When I go to a restaurant by myself, one of my pet peeves is to be asked, “just one?” like it’s a sign of my own personal failure to be there without another guest. A public employee in Oregon can probably relate — she just had her own version of “just one” shot down by the U.S. Supreme Court. If you’ve been treated arbitrarily or irrationally, you better find someone else to join you at the table, says the Court.
Anup Engquist, a woman from India, sued her employer, the Oregon Department of Agriculture, after years of torment at the hands of a coworker, Joseph Hyatt, that ultimately resulted in her termination, allegedly for financial reasons. Over the years that he worked with Engquist, Hyatt refused to give her information she needed to do her job, made false, derogatory statements about her, and constantly monitored her, even when she went to the ladies room. (See Petitioner’s Brief at 3). Even after Hyatt was twice denied a managerial promotion, and transferred to another department in the same building, he continued to torment Engquist. Ultimately, he worked with another manager, John Szczepanski, to get Engquist laid off, ostensibly for financial reasons.
Engquist filed a lawsuit challenging her treatment, and in a trial on the merits of her case, introduced a mountain of evidence showing Hyatt’s hatred of Engquist and his constant efforts to undermine her, which the jury believed in awarding a verdict of $425,000 in damages in her favor, not because she was fired due to her race, sex, or national origin, but because the jury believed she had been treated arbitrarily and unfairly. However, that verdict was appealed, and a 2-1 panel from the Ninth Circuit Court of Appeals overturned the verdict in her favor. (See Ninth Circuit opinion.) Engquist then appealed to the U.S. Supreme Court.
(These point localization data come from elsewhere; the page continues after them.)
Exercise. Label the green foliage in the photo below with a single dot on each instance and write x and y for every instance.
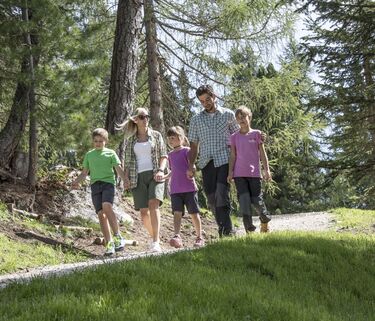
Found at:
(239, 278)
(346, 89)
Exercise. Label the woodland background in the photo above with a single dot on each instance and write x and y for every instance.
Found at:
(69, 66)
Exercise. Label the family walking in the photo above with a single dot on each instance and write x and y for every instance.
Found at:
(228, 149)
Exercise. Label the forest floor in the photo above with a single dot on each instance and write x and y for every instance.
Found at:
(49, 200)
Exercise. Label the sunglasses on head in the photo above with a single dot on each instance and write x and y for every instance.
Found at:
(142, 117)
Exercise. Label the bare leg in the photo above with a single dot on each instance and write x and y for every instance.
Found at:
(104, 226)
(111, 216)
(153, 205)
(197, 224)
(177, 217)
(145, 217)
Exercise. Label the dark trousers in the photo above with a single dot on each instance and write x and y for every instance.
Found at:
(250, 197)
(216, 188)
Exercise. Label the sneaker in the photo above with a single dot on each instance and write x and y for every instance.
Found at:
(110, 248)
(199, 242)
(155, 247)
(176, 241)
(264, 228)
(119, 243)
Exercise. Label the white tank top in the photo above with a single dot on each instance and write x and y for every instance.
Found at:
(143, 154)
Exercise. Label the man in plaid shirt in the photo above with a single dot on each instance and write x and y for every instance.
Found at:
(209, 134)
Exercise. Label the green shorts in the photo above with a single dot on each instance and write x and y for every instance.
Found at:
(147, 189)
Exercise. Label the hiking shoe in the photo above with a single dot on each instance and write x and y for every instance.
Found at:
(119, 243)
(199, 242)
(264, 228)
(176, 241)
(155, 247)
(110, 248)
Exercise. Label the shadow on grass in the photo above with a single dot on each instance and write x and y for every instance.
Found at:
(281, 276)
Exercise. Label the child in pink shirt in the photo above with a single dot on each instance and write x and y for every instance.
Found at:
(247, 151)
(183, 189)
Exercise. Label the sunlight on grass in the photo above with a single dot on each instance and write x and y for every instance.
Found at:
(281, 276)
(354, 218)
(20, 255)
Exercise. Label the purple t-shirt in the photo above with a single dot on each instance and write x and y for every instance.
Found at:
(179, 164)
(247, 162)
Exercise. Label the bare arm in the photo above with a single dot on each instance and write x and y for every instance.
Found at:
(232, 160)
(159, 175)
(264, 160)
(80, 178)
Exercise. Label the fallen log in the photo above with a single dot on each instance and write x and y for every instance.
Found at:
(74, 228)
(13, 210)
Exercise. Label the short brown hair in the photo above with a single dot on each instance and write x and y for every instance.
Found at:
(100, 132)
(204, 89)
(244, 111)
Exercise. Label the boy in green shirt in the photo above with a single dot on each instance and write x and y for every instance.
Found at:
(99, 163)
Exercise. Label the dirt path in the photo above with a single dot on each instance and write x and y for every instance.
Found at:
(316, 221)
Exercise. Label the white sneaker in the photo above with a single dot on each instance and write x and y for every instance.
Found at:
(155, 247)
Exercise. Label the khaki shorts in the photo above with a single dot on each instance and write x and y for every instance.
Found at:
(147, 189)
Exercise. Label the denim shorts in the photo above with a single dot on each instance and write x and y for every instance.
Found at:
(188, 199)
(102, 192)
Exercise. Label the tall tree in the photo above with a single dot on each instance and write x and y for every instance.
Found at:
(342, 48)
(124, 62)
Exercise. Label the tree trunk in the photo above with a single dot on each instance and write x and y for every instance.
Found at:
(156, 111)
(33, 140)
(124, 63)
(13, 130)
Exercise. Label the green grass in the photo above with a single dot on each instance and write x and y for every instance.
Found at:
(362, 220)
(19, 255)
(281, 277)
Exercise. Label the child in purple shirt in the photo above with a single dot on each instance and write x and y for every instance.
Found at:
(183, 189)
(247, 151)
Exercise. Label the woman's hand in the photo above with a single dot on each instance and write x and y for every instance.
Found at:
(159, 176)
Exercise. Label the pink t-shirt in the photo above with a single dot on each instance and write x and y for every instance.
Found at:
(179, 164)
(247, 162)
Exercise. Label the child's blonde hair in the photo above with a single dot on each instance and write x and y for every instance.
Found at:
(178, 131)
(129, 126)
(243, 111)
(100, 132)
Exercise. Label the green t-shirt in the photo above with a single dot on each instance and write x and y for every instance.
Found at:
(100, 163)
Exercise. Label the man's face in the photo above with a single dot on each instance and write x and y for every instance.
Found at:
(208, 102)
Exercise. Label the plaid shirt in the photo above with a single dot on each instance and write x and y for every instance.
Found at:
(212, 132)
(158, 150)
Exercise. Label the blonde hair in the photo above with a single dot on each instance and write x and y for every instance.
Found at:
(243, 111)
(129, 126)
(179, 132)
(100, 132)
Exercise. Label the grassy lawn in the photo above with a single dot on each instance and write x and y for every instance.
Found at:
(361, 220)
(17, 255)
(280, 276)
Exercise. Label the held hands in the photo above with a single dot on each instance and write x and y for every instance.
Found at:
(75, 185)
(191, 172)
(267, 175)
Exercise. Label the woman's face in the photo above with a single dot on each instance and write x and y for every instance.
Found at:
(142, 119)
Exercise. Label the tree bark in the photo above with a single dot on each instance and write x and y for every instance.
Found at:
(124, 63)
(13, 130)
(156, 111)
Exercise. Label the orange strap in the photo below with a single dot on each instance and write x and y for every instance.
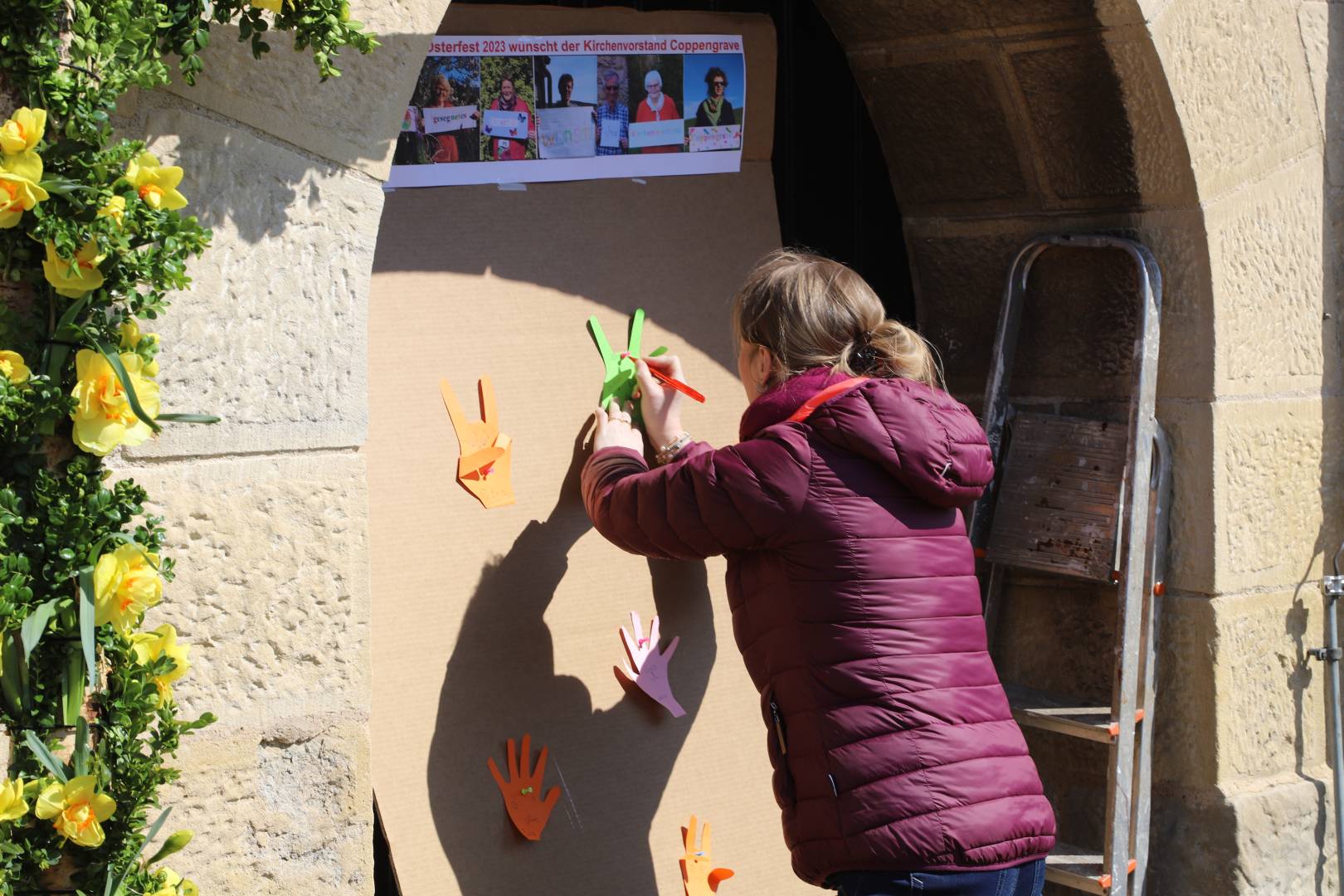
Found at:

The Supreme Court ruled against Engquist 6-3, in an opinion written by Chief Justice Roberts. (See Supreme Court opinion.) The primary issue before the Court was whether Engquist could bring an Equal Protection argument demonstrating that she had been treated arbitrarily and irrationally, if she was a “class of one,” — the only person making this argument. Generally, equal protection cases are brought by individuals claiming unfair treatment as a result of their membership in a particular class: race, sex, national origin, etc.) However, although Engquist was an Indian woman, the portion of the case before the Supreme Court was whether she could be fired for “arbitrary, vindictive, and malicious reasons.” This was considered a “class of one” equal protection claim.
A “class of one” claim appeared to be permitted by an earlier Supreme Court case which involved housing discrimination, and a few lower courts had applied it in other public employee cases. But the Supreme Court had never directly applied the theory in cases involving public employees before, and ruled that it was not appropriate to do so in this setting either. Essentially, the Court ruled that the government as a public employer has more leeway to act arbitrarily than it does when using its power against ordinary citizens, and that allowing the “class of one” claims to move forward would permit too much litigation against governmental employers.
Chief Justice Roberts, in writing for the Court, states:
Thus, the class-of-one theory of equal protection—which presupposes that like
individuals should be treated alike, and that to treat them differently is to
classify them in a way that must survive at least rationality review—is simply a
poor fit in the public employment context. To treat employees differently is not
to classify them in a way that raises equal protection concerns. Rather, it is
simply to exercise the broad discretion that typically characterizes the
employer-employee relationship.
(Supreme Court opinion at 12.)
According to this decision, if a public employee is treated differently than other employees, he or she must show not just that they were treated differently, but that the reason for this treatment is due to their membership in a protected group.
Indeed, our cases make clear that the Equal Protection Clause is implicated when
the government makes class-based decisions in the employment context, treating
distinct groups of individuals categorically differently.
(Supreme Court opinion at 12-13.)
So public employees who have been treated arbitrarily and irrationally by their employers have to bring someone to court with them, in essence demonstrating that there are other members of their protected class who would have been treated the same way, while others not in their protected class were treated more advantageously.
If the answer is “just one,” then the federal courts will “just say no,” which denied Engquist her place at the table, and will do the same for other government employees who can’t show they are part of a class of people treated differently than others.